To ensure that variations in the disk setup do impact the database transactional throughput, we verified that the system performance depended as much as possible on disk I/O performance.

This was achieved by reducing database cache as much as possible to minimize the effect of caching hiding differences in the I/O bandwidth. A SGA size of 4 GB was found as appropriate for our workload.

The first basic setup tests with Oracle 10g showed that placing the logs into a separate disk group with two additional disks heavily reduces the wait time for log events!

When the number of users was scaled the transactional throughput scaled much lower than the amount of users, which confirms that the workload is waiting for disk I/O. The CPU load and the transactional throughput scaled at the same rate, indicating that there is no CPU overhead related to the workload in the used range. The disk transfer rates of 200 MiB/sec could be considered as relatively high for a database workload.

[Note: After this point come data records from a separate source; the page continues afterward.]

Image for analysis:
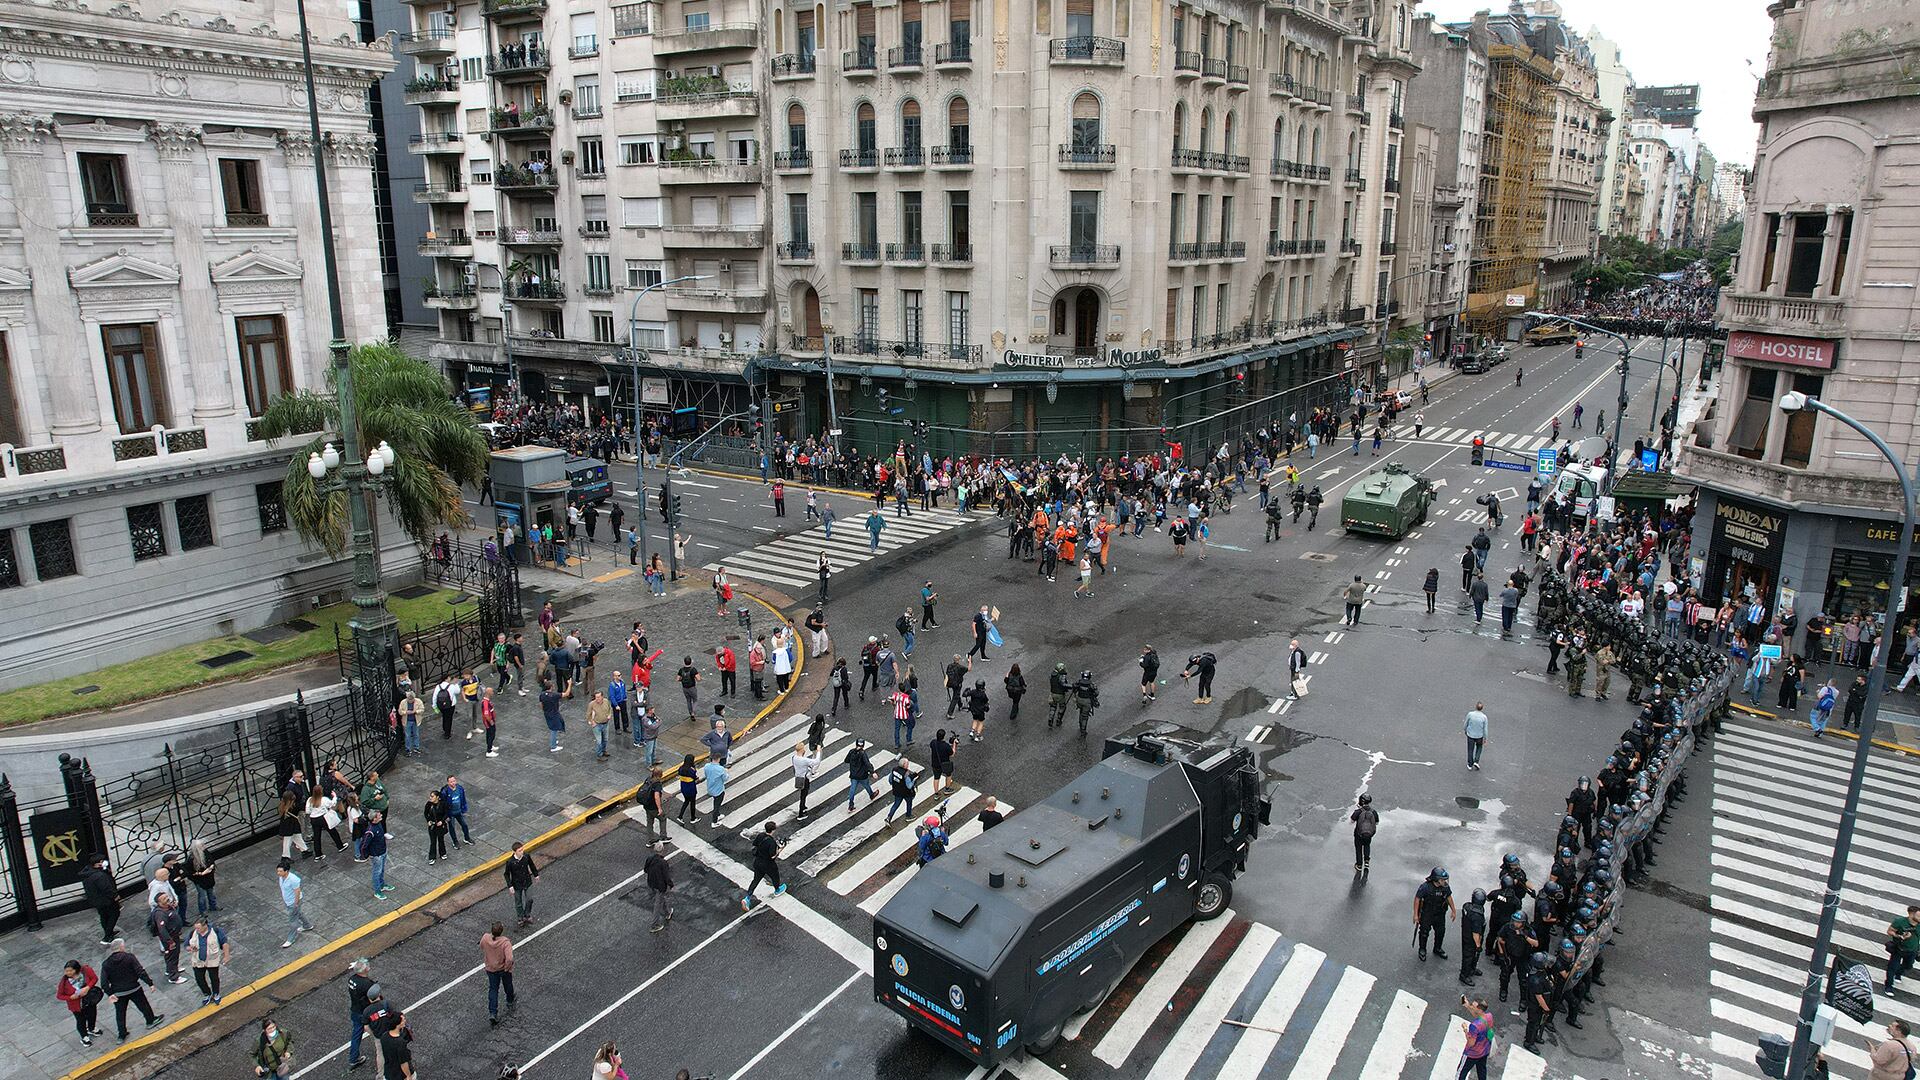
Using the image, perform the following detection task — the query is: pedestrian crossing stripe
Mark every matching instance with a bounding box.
[677,713,1603,1080]
[1706,716,1920,1080]
[704,507,981,589]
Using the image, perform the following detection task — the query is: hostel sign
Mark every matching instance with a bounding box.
[1725,331,1837,371]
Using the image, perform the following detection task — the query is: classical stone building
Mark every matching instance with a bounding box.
[1405,13,1484,358]
[760,0,1418,455]
[1678,0,1920,653]
[0,0,400,687]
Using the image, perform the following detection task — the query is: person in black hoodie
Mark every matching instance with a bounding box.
[100,939,164,1041]
[844,739,877,812]
[81,856,120,945]
[645,845,674,932]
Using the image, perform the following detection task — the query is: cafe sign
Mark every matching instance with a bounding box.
[1000,347,1163,370]
[1725,330,1837,371]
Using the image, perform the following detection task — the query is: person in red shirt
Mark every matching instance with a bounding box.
[714,645,738,698]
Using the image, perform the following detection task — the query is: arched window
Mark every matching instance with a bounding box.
[856,102,876,151]
[1310,125,1321,165]
[1273,117,1285,164]
[787,103,807,150]
[1295,127,1307,163]
[1223,112,1236,157]
[901,98,923,149]
[773,9,784,52]
[1070,91,1101,150]
[1199,107,1213,154]
[1172,102,1187,152]
[948,96,970,149]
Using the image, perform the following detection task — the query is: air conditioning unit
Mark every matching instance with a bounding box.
[717,260,732,272]
[702,65,722,78]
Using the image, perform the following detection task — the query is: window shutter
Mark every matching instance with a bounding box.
[1066,0,1092,16]
[903,99,921,120]
[856,4,875,34]
[950,97,969,125]
[796,8,813,30]
[950,0,970,19]
[1072,93,1099,120]
[904,0,921,19]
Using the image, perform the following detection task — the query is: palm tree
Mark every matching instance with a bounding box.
[254,342,489,557]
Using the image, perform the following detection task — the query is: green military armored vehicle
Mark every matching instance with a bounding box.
[1341,462,1436,538]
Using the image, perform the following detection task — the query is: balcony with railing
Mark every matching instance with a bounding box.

This shows clearly that the test system is suitable for testing variations in storage connectivity setup, especially in combination with the high role of the wait event class USER I/O. It also shows that the used storage server provides a relatively high disk I/O bandwidth and is not a bottleneck.

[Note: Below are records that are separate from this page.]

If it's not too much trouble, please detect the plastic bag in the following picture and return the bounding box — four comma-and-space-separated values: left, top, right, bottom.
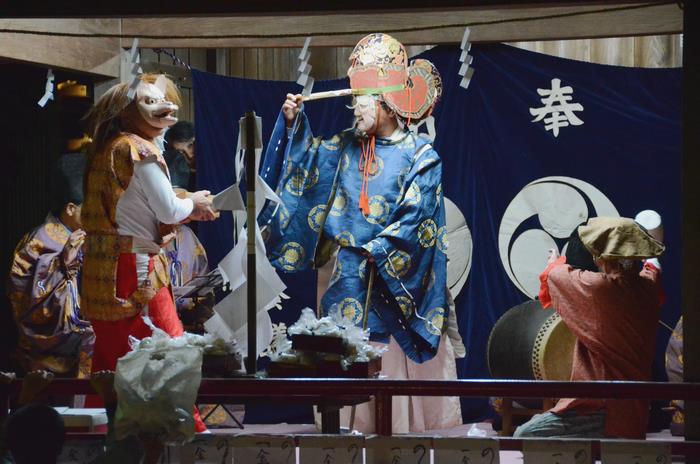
114, 317, 203, 445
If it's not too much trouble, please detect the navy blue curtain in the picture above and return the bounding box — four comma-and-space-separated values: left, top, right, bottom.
193, 44, 681, 423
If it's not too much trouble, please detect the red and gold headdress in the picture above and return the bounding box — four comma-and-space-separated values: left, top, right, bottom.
347, 34, 442, 123
347, 33, 408, 96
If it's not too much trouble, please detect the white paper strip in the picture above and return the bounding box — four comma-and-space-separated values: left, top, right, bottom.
298, 59, 311, 74
37, 69, 54, 108
460, 27, 472, 50
298, 50, 311, 63
129, 38, 140, 63
460, 47, 473, 63
459, 67, 476, 89
296, 73, 310, 87
299, 36, 312, 59
302, 77, 315, 97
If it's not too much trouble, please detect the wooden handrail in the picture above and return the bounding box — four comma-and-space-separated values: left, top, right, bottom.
4, 377, 700, 436
4, 377, 700, 400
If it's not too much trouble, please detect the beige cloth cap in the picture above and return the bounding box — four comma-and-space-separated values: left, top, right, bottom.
578, 216, 665, 260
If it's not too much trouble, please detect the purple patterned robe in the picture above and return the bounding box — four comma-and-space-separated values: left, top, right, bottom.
164, 224, 211, 332
8, 214, 94, 377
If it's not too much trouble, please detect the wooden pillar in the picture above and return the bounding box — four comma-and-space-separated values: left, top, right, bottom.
683, 0, 700, 449
374, 392, 392, 436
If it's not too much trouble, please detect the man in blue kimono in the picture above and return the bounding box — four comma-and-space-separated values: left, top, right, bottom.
260, 33, 462, 433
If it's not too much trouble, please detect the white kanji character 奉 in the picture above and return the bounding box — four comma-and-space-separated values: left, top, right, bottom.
529, 78, 584, 137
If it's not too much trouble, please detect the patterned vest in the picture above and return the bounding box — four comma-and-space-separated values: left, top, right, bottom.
81, 133, 174, 321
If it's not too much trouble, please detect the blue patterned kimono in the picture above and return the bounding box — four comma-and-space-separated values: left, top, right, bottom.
260, 110, 448, 363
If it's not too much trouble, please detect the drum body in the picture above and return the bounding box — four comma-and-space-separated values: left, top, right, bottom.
487, 300, 575, 380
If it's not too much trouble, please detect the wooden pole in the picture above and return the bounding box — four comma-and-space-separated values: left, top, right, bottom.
683, 0, 700, 452
245, 111, 257, 375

The comparison of Oracle 11g versus Oracle 10g showed a very impressive improvement of approximately a factor of four for a transactional workload. The reduction in the disk I/O read rate indicates that the caching is improved. The database now finds more data in the caches and needs to read less data from disk. The increase in write rates roughly follows the throughput increase. This confirms that our transactional throughput has really improved that much. Additionally, the CPU effort per transaction was also lower, which highly recommends the update to Oracle 11g, at least for transactional workloads.

The usage of HyperPAV devices improved the transactional and the disk I/O throughput by 40%, even for the dramatically reduced disk I/O rate coming up with the switch to Oracle 11g. The expectation is that the impact of HyperPAV devices increases with increasing disk I/O requirements. The amount of required HyperPAV devices was for this workload with 20 devices relatively small. Another important finding is that too many HyperPAV devices lead to a degradation, even if it is moderate. Here monitoring the response times of the storage server (for example with the DASD statistics) can help to decide what is a good number. From the administrative perspective the big advantage of HyperPAV with respect to PAV is the simple handling, it just needed to be enabled in Linux, the Linux kernel then handles multipathing and workload balancing.

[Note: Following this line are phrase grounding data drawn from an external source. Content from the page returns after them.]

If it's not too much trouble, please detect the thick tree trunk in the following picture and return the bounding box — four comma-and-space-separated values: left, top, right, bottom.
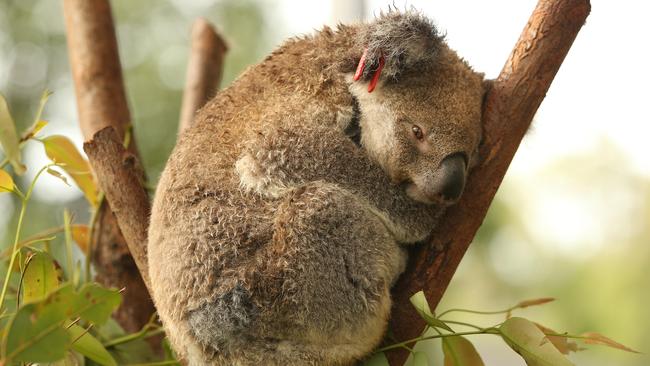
62, 0, 155, 332
386, 0, 591, 364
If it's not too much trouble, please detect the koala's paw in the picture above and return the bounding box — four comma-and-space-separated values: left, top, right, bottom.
187, 283, 258, 354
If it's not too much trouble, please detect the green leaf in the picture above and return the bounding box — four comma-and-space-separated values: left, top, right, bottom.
443, 335, 485, 366
76, 283, 122, 325
68, 323, 117, 366
412, 351, 429, 366
363, 352, 390, 366
499, 317, 574, 366
2, 302, 71, 363
0, 93, 25, 175
42, 135, 98, 206
2, 283, 122, 364
409, 291, 452, 331
0, 169, 14, 193
21, 251, 60, 304
50, 351, 84, 366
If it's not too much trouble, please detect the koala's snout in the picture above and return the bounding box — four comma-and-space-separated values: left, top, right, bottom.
407, 152, 467, 205
436, 153, 467, 202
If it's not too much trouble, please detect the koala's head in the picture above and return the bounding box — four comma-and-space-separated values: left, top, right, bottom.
347, 11, 485, 205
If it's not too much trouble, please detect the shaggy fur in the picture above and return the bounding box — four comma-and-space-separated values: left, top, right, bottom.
148, 11, 485, 366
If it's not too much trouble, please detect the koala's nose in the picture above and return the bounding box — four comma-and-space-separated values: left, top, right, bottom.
434, 153, 467, 203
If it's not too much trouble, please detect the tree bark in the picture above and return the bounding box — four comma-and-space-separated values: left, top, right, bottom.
83, 127, 151, 290
63, 0, 155, 332
386, 0, 591, 364
179, 18, 228, 133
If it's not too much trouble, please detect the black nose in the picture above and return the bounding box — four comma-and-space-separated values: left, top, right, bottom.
437, 153, 467, 202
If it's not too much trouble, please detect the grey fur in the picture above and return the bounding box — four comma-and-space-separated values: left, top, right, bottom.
148, 11, 485, 366
358, 10, 443, 80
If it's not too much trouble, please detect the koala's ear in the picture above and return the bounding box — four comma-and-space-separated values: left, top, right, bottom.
356, 11, 443, 81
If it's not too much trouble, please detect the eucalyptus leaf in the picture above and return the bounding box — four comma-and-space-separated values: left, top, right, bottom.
2, 302, 71, 363
42, 135, 98, 206
443, 335, 485, 366
76, 283, 122, 325
21, 250, 60, 304
363, 352, 390, 366
409, 291, 452, 331
68, 323, 117, 366
0, 169, 14, 193
412, 351, 429, 366
0, 93, 25, 174
499, 317, 573, 366
2, 283, 122, 364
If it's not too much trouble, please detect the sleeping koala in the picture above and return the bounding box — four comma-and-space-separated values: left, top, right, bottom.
148, 11, 485, 366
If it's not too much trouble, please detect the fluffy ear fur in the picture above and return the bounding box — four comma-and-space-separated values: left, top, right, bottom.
356, 11, 443, 80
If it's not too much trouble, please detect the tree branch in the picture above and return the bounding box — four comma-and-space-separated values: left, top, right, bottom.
83, 127, 151, 290
63, 0, 155, 332
387, 0, 591, 364
179, 18, 228, 133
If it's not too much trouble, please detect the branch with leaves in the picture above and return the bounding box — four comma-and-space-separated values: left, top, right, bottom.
387, 0, 592, 364
365, 293, 638, 366
0, 94, 177, 365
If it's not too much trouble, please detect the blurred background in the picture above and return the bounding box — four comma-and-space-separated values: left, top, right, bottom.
0, 0, 648, 364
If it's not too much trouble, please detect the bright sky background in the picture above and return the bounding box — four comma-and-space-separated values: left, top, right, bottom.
271, 0, 650, 177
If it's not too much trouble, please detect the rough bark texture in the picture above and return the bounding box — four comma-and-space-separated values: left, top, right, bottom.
84, 127, 151, 290
63, 0, 155, 332
179, 18, 228, 133
386, 0, 591, 364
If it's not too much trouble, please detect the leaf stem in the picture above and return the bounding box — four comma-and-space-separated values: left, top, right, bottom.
376, 329, 500, 353
85, 191, 104, 282
438, 307, 516, 318
104, 327, 165, 348
0, 164, 54, 313
124, 361, 180, 366
440, 320, 485, 331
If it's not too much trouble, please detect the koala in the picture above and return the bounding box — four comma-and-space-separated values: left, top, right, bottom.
148, 11, 485, 366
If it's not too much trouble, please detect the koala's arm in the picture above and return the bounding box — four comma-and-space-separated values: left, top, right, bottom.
235, 108, 440, 243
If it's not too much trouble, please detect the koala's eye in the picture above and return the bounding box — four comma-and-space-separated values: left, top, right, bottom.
412, 125, 424, 140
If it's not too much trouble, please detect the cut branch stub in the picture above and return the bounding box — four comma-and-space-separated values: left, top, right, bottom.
83, 127, 151, 291
179, 18, 228, 133
387, 0, 591, 364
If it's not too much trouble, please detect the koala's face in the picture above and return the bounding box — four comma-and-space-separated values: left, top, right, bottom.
349, 50, 484, 205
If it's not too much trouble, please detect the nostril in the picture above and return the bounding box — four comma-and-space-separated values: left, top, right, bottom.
438, 152, 468, 202
440, 169, 465, 201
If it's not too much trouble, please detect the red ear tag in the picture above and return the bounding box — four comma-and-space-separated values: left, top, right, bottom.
367, 54, 385, 93
353, 48, 368, 81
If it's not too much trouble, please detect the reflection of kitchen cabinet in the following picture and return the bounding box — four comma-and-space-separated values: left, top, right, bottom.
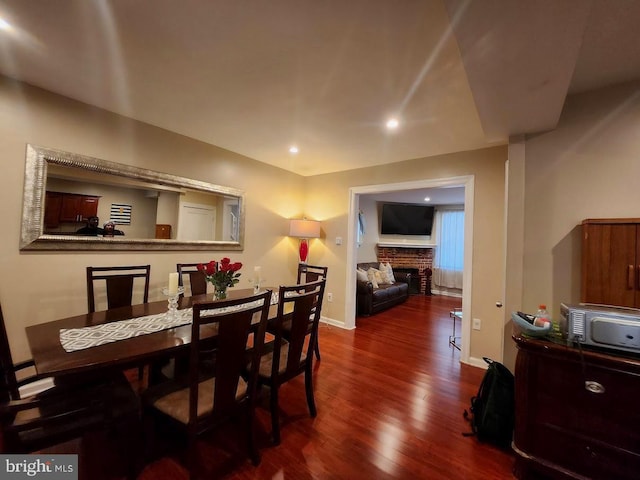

When using FCP devices the workload was able to saturate the 4 IFLs, leading to effect that the throughput was limited by the CPU capacity. Adding two further IFLs provides a higher throughput but a CPUs utilization still up to 90%, which might still limit the transactional throughput. Adding even more CPUs provides only a slight improvement for this workload. With FCP disks the multipath daemon is required to implement multipathing. A setup which uses the multibus policy and switches between the paths after each 100 requests (rr_min_io parameter) provided the highest disk I/O bandwidth in our scenario. This value for rr_min_io might be specific to this type of workload. In terms of disk I/O pattern this means a throughput up to 200MB/sec with small request sizes (8KB Oracle block size), which is remarkable, but not too high. The expectation is that higher throughput rates, especially with larger block sizes, require smaller even rr_min_io values, which means sending less requests to the same path and switching earlier to another path.